Como se ve, la conservación del ataúd real no era cosa fácil, máxime cuando era costumbre de muchos visitantes el destaparlo para poder ver los restos del monarca, llegando, incluso, a manosear el cadáver. Ese abuso aceleraba su deterioro. Por ello, en 1779, Carlos III ordenó se construyera un sepulcro de piedra para conservar con dignidad y decoro los restos de Jaime II. El 29 de octubre de 1780 fue colocado el nuevo panteón, en forma de urna monumental de traza clasicista.

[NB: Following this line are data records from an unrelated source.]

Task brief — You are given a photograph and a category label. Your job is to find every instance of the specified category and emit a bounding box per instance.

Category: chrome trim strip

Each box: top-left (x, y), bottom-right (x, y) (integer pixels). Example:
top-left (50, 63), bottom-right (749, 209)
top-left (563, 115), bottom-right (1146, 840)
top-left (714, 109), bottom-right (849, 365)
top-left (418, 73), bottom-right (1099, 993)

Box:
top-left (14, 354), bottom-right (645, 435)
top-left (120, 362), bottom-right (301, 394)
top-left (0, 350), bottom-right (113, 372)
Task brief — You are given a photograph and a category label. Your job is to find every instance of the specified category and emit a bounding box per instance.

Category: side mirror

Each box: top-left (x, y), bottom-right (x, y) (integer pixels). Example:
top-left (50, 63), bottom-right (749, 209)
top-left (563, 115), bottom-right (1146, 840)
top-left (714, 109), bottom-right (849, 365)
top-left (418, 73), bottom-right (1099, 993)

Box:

Así se mantuvo el sepulcro hasta 1900, momento en que se emprendió la gran reforma impulsada por el obispo Campins y encargada a Antoni Gaudí. Fue entonces cuando el panteón de piedra fue trasladado al Museo Diocesano y los restos mortales de Jaime II regresaron a la capilla de la Trinidad dentro de un simple ataúd de madera, esperando un sarcófago nuevo. En 1905, fue el mismo obispo Joan Campins, quien consiguió que los restos mortales de Jaime III –que desde mediados del siglo XIV descansaban, por orden de Pedro el Ceremonioso, en Valencia– fuesen trasladados a la catedral mallorquina, cumpliéndose así un viejo anhelo iniciado por el cronista José María Bover, en 1840. Con esto, ahora, la catedral demandaba dos panteones regios. Por eso Gaudí proyectó la decoración de la capilla de la Trinidad, articulada a partir de dos nuevos sarcófagos reales que habían de dignificar definitivamente los restos mortales de los monarcas. Pero por desgracia el proyecto no se llevó a cabo, quedando así pendiente. Fausto Morell y Guillem Forteza, en momentos diferentes, realizaron propuestas que tampoco pudieron llevarse a cabo. Finalmente, el arquitecto Gabriel Alomar supo ver la gran oportunidad que suponía el que el escultor Federico Marés, amigo suyo, estuviese rehaciendo los maltrechos sepulcros de los reyes de Aragón en Poblet. Consiguió que Marés realizase dos sepulcros dignos de reyes. En 1946, se colocaban en la capilla de la Trinidad. En el mes de mayo de ese mismo año, con gran solemnidad, se trasladaron allí los restos mortales de Jaime II y Jaime III, tal como se conservan hoy en día.

Alomar, no contento con realizar esta hazaña, se las ingenió para que Federico Marés realizase también el sarcófago del rey Sancho I de Mallorca, costeado por suscripción popular (el sepulcro costó 80.000 pesetas). Sancho I había fallecido en 1325 en Santa María de Formiguera y había sido enterrado en la iglesia de Sant Joan el Vell. Una amplia delegación mallorquina, Tamborers de la Sala incluidos, se desplazaron a Perpiñán para hacer la entrega del sepulcro. Y uno no puede dejar de preguntarse ¿No hubiese sido más fácil traer los restos mortales del rey Sancho a la capilla de la Trinidad para que descansasen juntos padre, hijo y nieto? Quizás algún se pueda ver.